Significantly lower asleep SBP and DBP was observed among the subjects in the bedtime group. In addition, there was a significantly lower number of subjects with the higher CVD risk nondipper BP pattern in the bedtime treatment group compared to the upon-waking group.
There were 1752 subjects who had experienced a primary CVD outcome (myocardial infarction; coronary revascularization, heart failure, stroke, and death) during the median followup of 6.3 years. There was a significantly better risk reduction for CVD death, hemorrhagic stroke, heart failure, and peripheral artery disease for the bedtime treatment group.
A significantly lower Hazard Ratio for primary CVD outcome was observed among subjects in the bedtime treatment group regardless of the subject’s age, sex, hypertension treatment at baseline, smoking habit, awake or asleep SBP mean, dipper or nondipper classification, and presence or absence of diabetes, CKD, or previous CVD event.
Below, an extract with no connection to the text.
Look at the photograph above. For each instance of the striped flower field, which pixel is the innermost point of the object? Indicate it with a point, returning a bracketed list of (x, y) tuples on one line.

Only 0.3% of participants experienced sleep-time hypotension (39 from the upon-waking treatment group and 26 from the bedtime group) during the entire 6.3 year median follow-up. This very low rate was due to strict and periodic ABP monitoring.
Bedtime antihypertensive administration resulted to significant improvement in asleep ABP control and significantly reduced CVD morbidity and mortality. It was also found that bedtime antihypertensive administration was as safe as upon-waking up intake.